The volunteer corps were all turned out on this occasion, each remarkable for the neatness of its dress and completeness of appointment. The members of these corps also had a trim and dainty air well becoming men playing at soldiers,—a game, by the way, no full-grown biped who regards his personal dignity ought ever to play after arriving at the years of discretion: for youths it is a cheerful and becoming amusement enough; but for fat, full-blown gentlemen! Nothing can be conceived more whimsical than the uncomfortable air of ease it is necessary to assume on the occasion; particularly for such as are promoted to the ticklish degree of field-officers; each of whom is most unconscionably expected at one and the same instant to retain possession of a hard-mouthed horse, a pair or two of reins, a sword, a plumed chapeau, and his seat into the bargain, having only the ordinary allowance of hands to help himself withal.

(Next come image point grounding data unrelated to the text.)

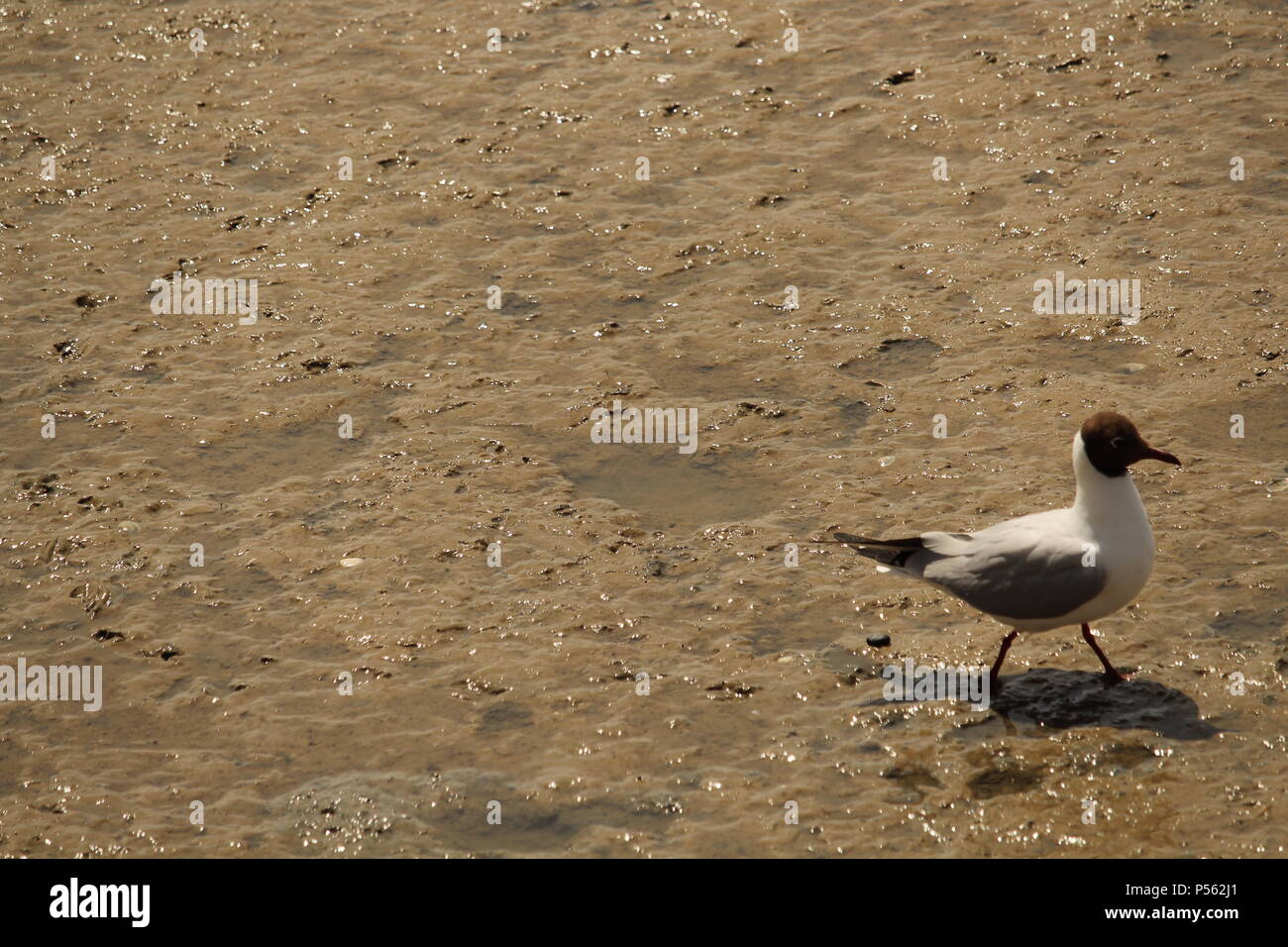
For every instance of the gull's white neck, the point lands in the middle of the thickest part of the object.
(1099, 496)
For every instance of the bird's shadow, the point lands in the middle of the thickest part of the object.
(1063, 699)
(1078, 698)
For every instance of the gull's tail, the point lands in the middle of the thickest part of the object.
(893, 553)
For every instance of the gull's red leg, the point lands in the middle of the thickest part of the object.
(1001, 657)
(1111, 672)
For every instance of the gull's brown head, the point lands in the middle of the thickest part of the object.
(1113, 444)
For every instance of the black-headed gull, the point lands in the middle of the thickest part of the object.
(1054, 569)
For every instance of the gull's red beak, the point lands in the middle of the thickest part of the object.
(1150, 454)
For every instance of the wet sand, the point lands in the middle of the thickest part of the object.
(518, 684)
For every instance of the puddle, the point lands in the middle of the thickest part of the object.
(665, 487)
(896, 359)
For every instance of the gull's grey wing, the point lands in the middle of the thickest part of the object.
(1013, 571)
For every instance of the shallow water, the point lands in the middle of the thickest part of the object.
(518, 684)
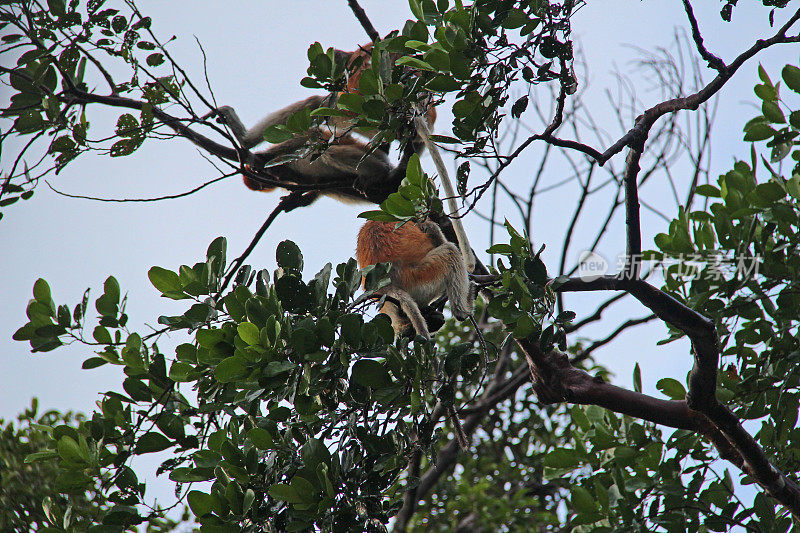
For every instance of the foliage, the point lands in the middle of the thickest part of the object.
(285, 408)
(31, 492)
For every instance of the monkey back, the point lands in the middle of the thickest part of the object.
(381, 242)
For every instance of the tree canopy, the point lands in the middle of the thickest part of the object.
(289, 405)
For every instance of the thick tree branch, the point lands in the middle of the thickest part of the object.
(560, 382)
(361, 15)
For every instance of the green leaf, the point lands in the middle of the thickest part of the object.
(371, 373)
(562, 458)
(637, 378)
(249, 333)
(230, 369)
(413, 62)
(287, 493)
(179, 371)
(708, 190)
(40, 456)
(582, 500)
(314, 452)
(151, 442)
(773, 112)
(71, 452)
(352, 324)
(791, 75)
(200, 502)
(164, 280)
(41, 292)
(671, 388)
(261, 438)
(758, 132)
(102, 335)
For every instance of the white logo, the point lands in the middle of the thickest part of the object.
(591, 266)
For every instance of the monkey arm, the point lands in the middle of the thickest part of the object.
(463, 243)
(249, 138)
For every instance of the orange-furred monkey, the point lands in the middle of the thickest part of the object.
(346, 160)
(425, 266)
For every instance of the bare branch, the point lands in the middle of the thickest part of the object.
(361, 15)
(713, 61)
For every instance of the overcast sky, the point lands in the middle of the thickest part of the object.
(256, 55)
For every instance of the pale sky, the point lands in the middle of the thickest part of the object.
(256, 55)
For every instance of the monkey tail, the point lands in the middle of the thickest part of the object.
(255, 185)
(458, 429)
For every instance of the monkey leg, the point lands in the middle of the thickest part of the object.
(442, 270)
(409, 308)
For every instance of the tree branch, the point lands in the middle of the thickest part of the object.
(361, 15)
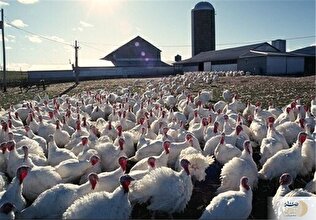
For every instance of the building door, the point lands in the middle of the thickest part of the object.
(201, 66)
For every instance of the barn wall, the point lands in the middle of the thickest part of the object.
(192, 68)
(276, 65)
(224, 67)
(295, 65)
(256, 65)
(207, 66)
(98, 73)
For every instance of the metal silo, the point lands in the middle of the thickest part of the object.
(203, 27)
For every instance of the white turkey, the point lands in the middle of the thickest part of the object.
(56, 155)
(61, 137)
(274, 166)
(258, 127)
(177, 147)
(15, 160)
(199, 132)
(161, 160)
(311, 185)
(7, 211)
(45, 129)
(114, 205)
(72, 169)
(152, 188)
(106, 129)
(16, 121)
(249, 110)
(238, 167)
(13, 194)
(76, 136)
(198, 162)
(39, 179)
(285, 180)
(33, 124)
(286, 116)
(231, 204)
(138, 174)
(79, 147)
(109, 181)
(309, 155)
(227, 95)
(271, 144)
(273, 110)
(65, 127)
(290, 130)
(52, 203)
(236, 138)
(128, 141)
(153, 148)
(110, 154)
(225, 152)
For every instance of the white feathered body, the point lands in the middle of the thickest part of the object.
(101, 206)
(165, 189)
(275, 165)
(53, 202)
(236, 168)
(229, 205)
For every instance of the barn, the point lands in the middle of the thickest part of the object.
(309, 54)
(136, 53)
(136, 58)
(261, 58)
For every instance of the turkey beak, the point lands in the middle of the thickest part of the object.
(94, 183)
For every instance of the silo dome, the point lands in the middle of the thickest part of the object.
(203, 6)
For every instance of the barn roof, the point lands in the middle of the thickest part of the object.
(229, 54)
(136, 39)
(311, 51)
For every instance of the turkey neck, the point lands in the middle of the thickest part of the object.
(86, 188)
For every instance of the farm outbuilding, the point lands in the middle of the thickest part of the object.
(260, 58)
(136, 52)
(309, 54)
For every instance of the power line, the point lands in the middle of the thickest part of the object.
(38, 35)
(221, 44)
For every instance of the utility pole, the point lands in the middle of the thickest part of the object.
(76, 68)
(3, 49)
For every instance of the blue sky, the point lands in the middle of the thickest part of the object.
(100, 26)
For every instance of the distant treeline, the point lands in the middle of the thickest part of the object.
(14, 78)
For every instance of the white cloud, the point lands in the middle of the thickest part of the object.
(57, 39)
(9, 38)
(18, 23)
(85, 24)
(2, 3)
(78, 29)
(34, 39)
(27, 1)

It is all very amusing for the bystanders to laugh at the cruel scrape their friends are in when so be-deviled in a crowded street on a hot day; but let those who conceive the matter so easy, only get appointed to the dangerous eminence, and try how they like it.

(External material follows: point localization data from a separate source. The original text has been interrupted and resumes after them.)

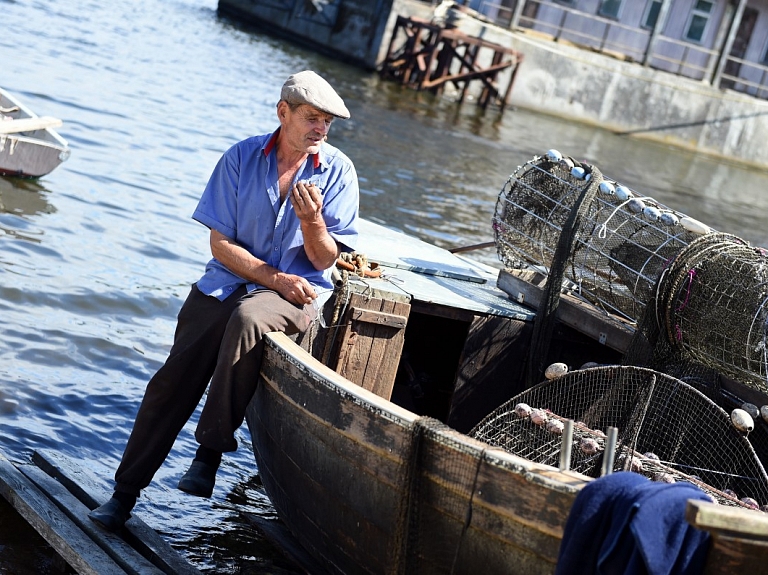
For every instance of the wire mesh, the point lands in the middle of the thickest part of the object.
(667, 430)
(623, 244)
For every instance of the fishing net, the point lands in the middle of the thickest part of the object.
(709, 310)
(667, 430)
(621, 245)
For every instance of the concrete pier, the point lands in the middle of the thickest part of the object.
(554, 78)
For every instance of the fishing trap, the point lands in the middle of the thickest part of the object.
(620, 242)
(667, 431)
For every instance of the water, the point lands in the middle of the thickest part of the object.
(96, 258)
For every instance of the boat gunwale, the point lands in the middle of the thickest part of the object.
(59, 141)
(532, 472)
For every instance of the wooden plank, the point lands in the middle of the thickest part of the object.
(92, 492)
(571, 311)
(728, 555)
(122, 553)
(724, 519)
(52, 524)
(379, 318)
(369, 352)
(28, 124)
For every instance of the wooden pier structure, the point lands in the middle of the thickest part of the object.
(54, 495)
(426, 56)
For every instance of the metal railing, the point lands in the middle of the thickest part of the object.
(607, 36)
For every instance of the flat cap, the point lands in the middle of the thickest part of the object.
(307, 87)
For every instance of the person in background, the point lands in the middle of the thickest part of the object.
(280, 208)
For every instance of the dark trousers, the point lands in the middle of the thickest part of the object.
(216, 341)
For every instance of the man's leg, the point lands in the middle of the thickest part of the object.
(169, 400)
(234, 380)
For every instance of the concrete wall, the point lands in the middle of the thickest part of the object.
(624, 97)
(554, 78)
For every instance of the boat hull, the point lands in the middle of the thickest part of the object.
(368, 487)
(28, 154)
(29, 157)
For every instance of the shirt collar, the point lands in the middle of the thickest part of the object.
(273, 140)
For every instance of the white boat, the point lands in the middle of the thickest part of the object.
(29, 147)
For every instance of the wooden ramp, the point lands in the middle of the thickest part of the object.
(54, 495)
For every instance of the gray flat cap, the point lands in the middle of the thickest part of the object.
(309, 88)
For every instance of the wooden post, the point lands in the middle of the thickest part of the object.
(657, 29)
(725, 52)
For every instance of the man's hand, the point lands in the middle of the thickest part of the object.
(293, 288)
(307, 202)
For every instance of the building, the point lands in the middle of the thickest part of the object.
(720, 42)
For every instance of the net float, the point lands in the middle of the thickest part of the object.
(636, 205)
(578, 172)
(742, 421)
(652, 214)
(555, 370)
(751, 409)
(623, 193)
(663, 478)
(607, 188)
(522, 410)
(539, 416)
(555, 426)
(554, 156)
(694, 226)
(749, 502)
(588, 446)
(669, 219)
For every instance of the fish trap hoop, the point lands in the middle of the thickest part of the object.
(621, 246)
(692, 438)
(712, 308)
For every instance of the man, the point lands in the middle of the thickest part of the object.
(280, 208)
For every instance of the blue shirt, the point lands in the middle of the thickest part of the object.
(242, 202)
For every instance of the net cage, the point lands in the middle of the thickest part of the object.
(667, 431)
(622, 243)
(710, 309)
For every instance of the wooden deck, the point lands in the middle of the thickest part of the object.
(54, 495)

Good-humour and cool temper are also indispensable requisites in a commander of volunteer cavalry here; for on this occasion I beheld two or three impatient carmen and restive jarveys very coolly charge upon the flank of the advance of cavalry whilst the troop was filing across the street out of the park, and persist in forcing the line, malgré the civil remonstrance of the combined staff, who nevertheless yielded with the best possible humour.

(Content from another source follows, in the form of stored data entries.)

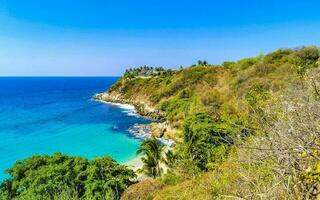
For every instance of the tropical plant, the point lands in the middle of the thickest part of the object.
(46, 177)
(152, 151)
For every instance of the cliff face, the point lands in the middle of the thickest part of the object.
(144, 108)
(224, 92)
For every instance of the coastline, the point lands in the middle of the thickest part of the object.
(140, 131)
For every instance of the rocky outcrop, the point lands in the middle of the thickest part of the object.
(142, 108)
(158, 129)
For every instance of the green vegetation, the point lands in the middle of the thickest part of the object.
(51, 177)
(244, 130)
(143, 71)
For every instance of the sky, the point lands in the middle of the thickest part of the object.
(104, 37)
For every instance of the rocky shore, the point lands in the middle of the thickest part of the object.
(159, 129)
(142, 108)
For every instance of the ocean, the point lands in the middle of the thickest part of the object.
(45, 115)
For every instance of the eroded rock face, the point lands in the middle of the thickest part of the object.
(142, 190)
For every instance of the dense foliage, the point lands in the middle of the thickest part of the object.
(244, 130)
(48, 177)
(237, 135)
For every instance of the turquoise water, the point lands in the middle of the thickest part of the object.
(48, 115)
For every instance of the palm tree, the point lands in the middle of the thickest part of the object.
(152, 151)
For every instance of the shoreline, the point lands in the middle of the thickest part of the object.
(140, 131)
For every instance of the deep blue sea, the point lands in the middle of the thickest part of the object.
(48, 115)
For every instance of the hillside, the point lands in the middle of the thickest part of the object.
(220, 91)
(219, 115)
(244, 130)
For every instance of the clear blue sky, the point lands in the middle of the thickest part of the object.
(103, 37)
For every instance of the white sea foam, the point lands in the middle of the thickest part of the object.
(143, 132)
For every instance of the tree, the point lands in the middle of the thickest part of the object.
(152, 150)
(47, 177)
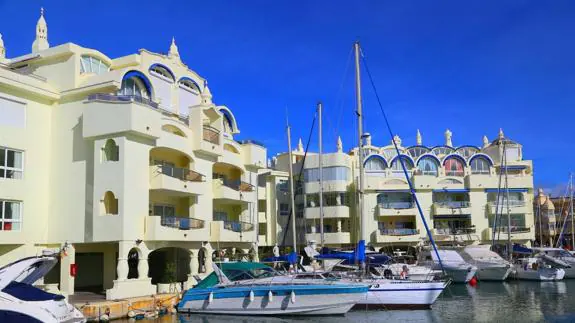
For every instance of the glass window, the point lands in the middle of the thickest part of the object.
(11, 163)
(338, 173)
(90, 64)
(480, 165)
(454, 167)
(10, 215)
(428, 166)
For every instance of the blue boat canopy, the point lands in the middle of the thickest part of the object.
(511, 190)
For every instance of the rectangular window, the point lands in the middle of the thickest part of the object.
(284, 209)
(10, 215)
(11, 163)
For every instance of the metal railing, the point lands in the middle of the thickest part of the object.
(182, 223)
(183, 174)
(122, 98)
(211, 135)
(396, 205)
(453, 204)
(238, 226)
(398, 232)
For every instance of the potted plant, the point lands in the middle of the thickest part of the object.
(167, 282)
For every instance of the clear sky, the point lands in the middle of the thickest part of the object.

Now in England I have invariably noted that your chaw-bacon, when once he buckles harness on, and has "the blast of war blown in his ears," becomes a very Tartar in his bearing, and is much less conciliating towards his fellow snobs than is your regular soldier, whose trade is war. With us, your yeomen whenever they have a chance, I have observed, most uncivilly poke about the lieges with but and bayonet, or thump and rump them with their chargers, and entice the ill-broken brutes with insidious prods of the spur to swish their tails, if tails they have, into the upturned phizes of their awe-stricken fellows.

Here, on the contrary, your volunteers "do their spiriting gently:" all is good-nature and good manners; and a front is diminished, or a column of companies in line of march is eased off to the right or left to make way for carts or coaches, as the case requires, with a promptness which is the more creditable from the fact that the execution of a change in movement is no light matter.

The persons who appeared least to enjoy the éclat of this military fête were the officers of the regular United States' army. They were readily distinguished by their upright, soldier-like air, together with a certain cold, half-proud expression, as though they discovered no fun in the thing, and moreover were insensible to the honour of the companionship they were admitted to. Added to the above characteristics which struck me, I perceived that not one of these gentlemen had so much as unsheathed his sword, or seemed aware of having such an appendage by his side; whereas, of the gallant volunteers, there was not a man, from the surgeon to the colonel, but had his iron out brightly flashing back the sunbeams, although to some of the mounted officers this must have been a matter of additional inconvenience, not to say considerable peril.

During the course of the procession a salute was fired from the battery by the mounted artillery corps; the bands played, and the bells of the different churches on the line of march tolled for the dead.

On the whole, this little affair was very well conceived, and better managed, than it would have been by any other citizen troops, excepting, perhaps, the French, who appear to adopt the air and habit of soldiers more perfectly than any other bourgeoisie whatever.

On Friday, May 28th, I acted for the last time in the States, and so ended at the Park, where I began, and as I began, to a crowded audience. But the merry faces assembled here were no longer unknown to me; I was on my debût, a stranger amongst strangers: I now felt myself surrounded by personal friends, and by an audience which had frankly welcomed me; which had continued to cherish my efforts by increasing kindness and consideration, and which had now thronged here less perhaps to witness a performance so often repeated, than to take leave of an individual with whom the persons composing it had cultivated a close acquaintanceship, and for whose talent they had encouraged a preference.